In the first poem of the book, she writes "at the center of suffering is love" and of course she is right. And near the end of the book she admits that "love makes me permeable/the softest hurricane", a devastating moment of submission for a speaker that otherwise seems intent on using her art to dominate. But isn't sorrow being spooked by the realization that we are designed to attach ourselves to others but all the while designed to decay; to lose everything? 

Our bodies - full of weird holes that beckon to be filled but also designed to expel, our dumb pumping heart and voltage minds, and the resident waste in our gut and elswhere - is always vying to corrupt such life-affirming equipment as sex and intimacy and speech. It's no wonder the poet deletes any romantic pretense when she depicts separated lovers this way: "People are driving long distances to have sex with each other". It's no wonder that the poet says "In bed I stick my hand in and scream" and "In bed is where I realize people are dead". And it is no wonder that when Frey writes "If you're in love you have structure" that she later confesses "I give grief to the same structures on a daily basis". Whether family or lovers or friends, we are mostly defined and nourished by our relationships, and yet those relationships are programmed to expire and always too soon. It's why she writes "We want not to suffer/We suffer for this want". 

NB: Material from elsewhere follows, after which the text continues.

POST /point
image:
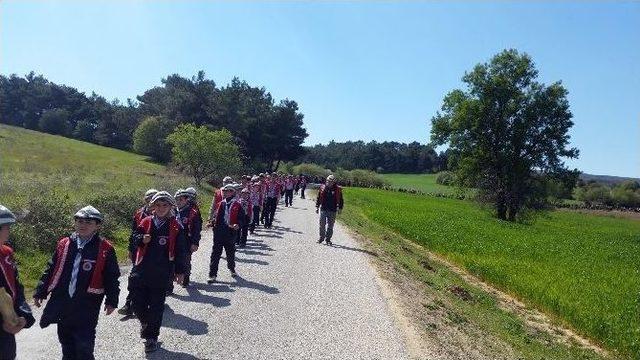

Near the end of Sorrow Arrow, the poet writes "Who are we to stand in the path of God" and it's a good question. Frey's book is a fusion of humility and bravado, as seen in the book's final moments, when she writes 

It hurts to be born

God are you there

Are you standing in the shadow of my sorrow


In Sorrow Arrow we meet a speaker responding as honestly as she can to the life unchosen. For the most fundamental thing about us - our existence - we were not consulted. It's why babies are baptized in Christianity, a sort of apology bath, and maybe it's why the speaker "makes a baby and shoot[s] it with a sorrow arrow". Frey is both ruthless and tender and the combination feels true and good.  Sorrow Arrow is one of the most confrontational books of poems I've read this year and easily one of the best. This wasn't an easy position to arrive at and for that I respect the poet even more.